夜の女に恋をした
夏も終わり、俺は24歳の誕生日を迎えた。


合コンで出会った女の子3人、そして慎吾や後輩の大谷に大谷の家で5人に祝ってもらった。

この女の子の中の長倉香織ちゃんという1こ下の女の子といい感じになってるらしい。

慎吾といえば、こいつは本命を見つけると言ったあれ以来、本当に彼女を作ってない。

遊び相手ならいっぱいいるみたいだけど・・・。



香織ちゃんは可愛いけど特別ってわけじゃない。普通だ。

背も155センチくらいで、太っても痩せてもない。普通。


でも中身は可愛らしくて、何に対しても一生懸命で小動物みたいに驚きやすくて、妄想癖があるらしくボーッとたまにしてるから放っておけない。

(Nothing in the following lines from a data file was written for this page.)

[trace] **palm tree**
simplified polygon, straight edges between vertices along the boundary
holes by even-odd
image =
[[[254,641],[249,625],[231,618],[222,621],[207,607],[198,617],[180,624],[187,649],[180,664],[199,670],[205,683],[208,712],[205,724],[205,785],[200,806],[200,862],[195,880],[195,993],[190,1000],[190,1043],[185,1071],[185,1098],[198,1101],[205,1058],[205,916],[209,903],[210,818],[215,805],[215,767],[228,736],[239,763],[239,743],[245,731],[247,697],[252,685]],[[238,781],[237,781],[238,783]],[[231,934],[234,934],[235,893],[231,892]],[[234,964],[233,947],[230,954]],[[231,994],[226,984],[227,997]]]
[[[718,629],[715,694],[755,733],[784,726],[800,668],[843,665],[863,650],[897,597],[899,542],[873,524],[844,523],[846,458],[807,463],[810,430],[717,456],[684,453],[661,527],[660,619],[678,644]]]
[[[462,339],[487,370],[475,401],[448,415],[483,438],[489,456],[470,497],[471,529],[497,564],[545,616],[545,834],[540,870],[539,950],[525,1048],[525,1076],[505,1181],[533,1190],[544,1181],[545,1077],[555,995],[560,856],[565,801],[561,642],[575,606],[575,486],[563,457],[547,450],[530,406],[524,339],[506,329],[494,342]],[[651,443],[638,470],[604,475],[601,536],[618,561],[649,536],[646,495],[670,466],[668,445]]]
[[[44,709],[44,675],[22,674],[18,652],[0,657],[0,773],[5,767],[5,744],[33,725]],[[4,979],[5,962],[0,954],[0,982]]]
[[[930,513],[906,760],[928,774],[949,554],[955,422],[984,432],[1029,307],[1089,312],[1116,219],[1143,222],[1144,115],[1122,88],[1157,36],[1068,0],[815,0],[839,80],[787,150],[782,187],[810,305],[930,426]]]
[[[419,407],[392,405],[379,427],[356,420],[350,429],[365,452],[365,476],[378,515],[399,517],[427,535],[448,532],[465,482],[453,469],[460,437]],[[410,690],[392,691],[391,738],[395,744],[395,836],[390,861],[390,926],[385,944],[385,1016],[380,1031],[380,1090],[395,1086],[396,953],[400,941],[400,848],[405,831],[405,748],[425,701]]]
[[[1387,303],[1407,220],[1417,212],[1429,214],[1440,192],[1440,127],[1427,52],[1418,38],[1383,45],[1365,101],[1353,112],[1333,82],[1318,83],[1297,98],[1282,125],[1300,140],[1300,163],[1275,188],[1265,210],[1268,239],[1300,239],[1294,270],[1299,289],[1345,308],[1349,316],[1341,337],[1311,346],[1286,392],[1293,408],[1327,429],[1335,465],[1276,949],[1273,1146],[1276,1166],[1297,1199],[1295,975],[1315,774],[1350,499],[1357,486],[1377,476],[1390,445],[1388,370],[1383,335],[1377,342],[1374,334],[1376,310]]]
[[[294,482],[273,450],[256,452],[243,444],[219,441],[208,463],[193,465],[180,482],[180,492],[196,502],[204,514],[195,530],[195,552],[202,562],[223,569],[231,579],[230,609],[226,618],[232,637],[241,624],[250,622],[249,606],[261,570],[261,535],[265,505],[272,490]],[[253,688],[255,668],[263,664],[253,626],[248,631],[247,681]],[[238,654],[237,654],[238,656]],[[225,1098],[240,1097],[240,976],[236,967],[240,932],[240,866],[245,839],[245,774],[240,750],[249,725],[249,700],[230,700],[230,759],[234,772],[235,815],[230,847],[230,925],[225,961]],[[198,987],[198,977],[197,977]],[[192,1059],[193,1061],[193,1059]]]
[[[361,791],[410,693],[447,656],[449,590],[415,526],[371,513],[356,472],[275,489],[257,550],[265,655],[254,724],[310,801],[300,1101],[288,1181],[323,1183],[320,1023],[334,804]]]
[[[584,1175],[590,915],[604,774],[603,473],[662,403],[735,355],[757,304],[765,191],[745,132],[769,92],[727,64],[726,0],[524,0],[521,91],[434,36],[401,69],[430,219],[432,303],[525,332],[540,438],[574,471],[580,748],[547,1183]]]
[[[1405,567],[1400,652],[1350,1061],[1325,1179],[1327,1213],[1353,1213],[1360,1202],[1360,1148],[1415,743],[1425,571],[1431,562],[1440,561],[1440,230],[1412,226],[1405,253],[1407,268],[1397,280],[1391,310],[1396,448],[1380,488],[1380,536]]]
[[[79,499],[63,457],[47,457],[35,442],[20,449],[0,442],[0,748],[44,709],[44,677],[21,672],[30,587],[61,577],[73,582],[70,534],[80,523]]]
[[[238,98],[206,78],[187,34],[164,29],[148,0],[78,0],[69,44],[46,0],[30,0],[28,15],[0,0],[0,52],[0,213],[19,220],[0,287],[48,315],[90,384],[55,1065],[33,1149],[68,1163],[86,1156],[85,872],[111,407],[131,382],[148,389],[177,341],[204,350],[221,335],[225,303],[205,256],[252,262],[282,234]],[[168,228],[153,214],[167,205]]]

「10,9,8,7,6,5,4,3,2,1・・ハッピバースデートゥーユー♪♪」

カウントダウンで9月28日になった瞬間に俺のもとにケーキが薄暗い中運ばれてきて、歌を歌ってもらった。

フーッ。

ケーキの上にのっているロウソクの火を一気に消した後おめでとうと言ってくれるみんな。


「まじでありがとう。」

よく見ると”Happybirthday MAKOTO”と書いてあり、その書き方で手作りだと分かった。


「これ、香織と美咲とわたしで作ったんだよー!!」

そう言うのは背の高い元気な女の子の真帆ちゃん。

美咲ちゃんというのは背は160くらいでクールで口数が少ない。

そして後輩の大谷の彼女。


「ありがとう。嬉しいよ。」


そう言ってちょっとだけケーキをさわりペロッと舐めてみた。

甘い味が口の中に広がる。


「あー真斗くん行儀が悪いんだからっ!!じゃわたし切るね。」

香織ちゃんはそう言って立ち上がり、食事のときに使った包丁で器用に切っていた。



「ねぇ、真斗くん♪24歳の出発の日に彼女作ったりしないの??」


横からコソコソと真帆ちゃんが話しかける。

言いたいことは分かってるからあえてシカトしていた。